Kevin Clarke

Personal information
- Full name: Patrick Kevin Noel Clarke
- Date of birth: 3 December 1921
- Place of birth: Santry, Ireland
- Date of death: November 1990 (aged 68)
- Place of death: Gravesend, England
- Position(s): Half back

Senior career*
- Years: Team / Apps / (Gls)
- Drumcondra
- 1948–1952: Swansea Town / 10
- Gravesend and Northfleet

International career
- League of Ireland XI / 6
- 1948: Republic of Ireland / 2 / (0)

= Kevin Clarke (Irish footballer) =

Irish footballer

Kevin Clarke (3 December 1921 – November 1990) was an Irish soccer player.

==Career==
He played for Drumcondra at club level where he won the FAI Cup twice.
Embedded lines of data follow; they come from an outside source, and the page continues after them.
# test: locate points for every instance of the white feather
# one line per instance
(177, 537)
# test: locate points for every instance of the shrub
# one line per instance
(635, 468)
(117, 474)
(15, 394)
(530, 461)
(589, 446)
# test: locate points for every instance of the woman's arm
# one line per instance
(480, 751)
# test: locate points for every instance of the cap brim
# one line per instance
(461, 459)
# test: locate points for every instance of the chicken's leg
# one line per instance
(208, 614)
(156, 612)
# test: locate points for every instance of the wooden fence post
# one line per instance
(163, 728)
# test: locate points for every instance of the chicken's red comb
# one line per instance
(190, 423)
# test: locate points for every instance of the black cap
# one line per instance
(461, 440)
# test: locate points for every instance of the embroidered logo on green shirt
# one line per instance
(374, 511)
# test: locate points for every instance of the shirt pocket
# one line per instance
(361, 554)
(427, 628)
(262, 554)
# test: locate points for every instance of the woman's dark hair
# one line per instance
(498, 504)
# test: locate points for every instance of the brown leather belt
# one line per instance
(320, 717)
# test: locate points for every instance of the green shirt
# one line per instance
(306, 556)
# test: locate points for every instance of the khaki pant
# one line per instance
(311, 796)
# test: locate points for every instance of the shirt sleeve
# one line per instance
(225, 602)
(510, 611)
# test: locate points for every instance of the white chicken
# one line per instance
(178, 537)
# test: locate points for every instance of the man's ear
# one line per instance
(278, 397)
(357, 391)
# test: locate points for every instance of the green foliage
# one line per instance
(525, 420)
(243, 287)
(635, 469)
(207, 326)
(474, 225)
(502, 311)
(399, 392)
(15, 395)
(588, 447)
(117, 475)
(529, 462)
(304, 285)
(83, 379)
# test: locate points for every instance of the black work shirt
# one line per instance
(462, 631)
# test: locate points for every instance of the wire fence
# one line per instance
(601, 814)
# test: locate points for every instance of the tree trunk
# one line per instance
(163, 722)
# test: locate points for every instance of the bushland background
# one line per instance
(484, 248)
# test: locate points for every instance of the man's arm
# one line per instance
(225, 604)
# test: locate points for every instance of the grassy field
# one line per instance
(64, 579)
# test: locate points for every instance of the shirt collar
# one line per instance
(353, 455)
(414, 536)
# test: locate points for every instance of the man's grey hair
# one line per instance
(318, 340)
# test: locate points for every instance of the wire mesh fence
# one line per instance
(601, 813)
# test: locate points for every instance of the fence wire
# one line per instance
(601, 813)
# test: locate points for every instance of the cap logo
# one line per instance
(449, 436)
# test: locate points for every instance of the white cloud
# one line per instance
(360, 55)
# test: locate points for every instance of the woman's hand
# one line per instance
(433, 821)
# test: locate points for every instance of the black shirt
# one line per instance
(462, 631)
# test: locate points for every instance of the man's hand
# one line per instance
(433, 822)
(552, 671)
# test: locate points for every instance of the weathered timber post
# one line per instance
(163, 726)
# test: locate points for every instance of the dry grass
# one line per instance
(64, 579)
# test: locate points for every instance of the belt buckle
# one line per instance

He then transferred to Swansea Town in November 1948. In season 1953-54 he joined Tunbridge Wells United

Clarke was capped twice by the Republic of Ireland national football team. He made his debut on 23 May 1948, in a 2–0 defeat to Portugal in a friendly international played in Lisbon. He played his only other senior international a week later in Barcelona, when Ireland were beaten 2-1 by Spain in another friendly international.

While with Drums he represented the League of Ireland six times.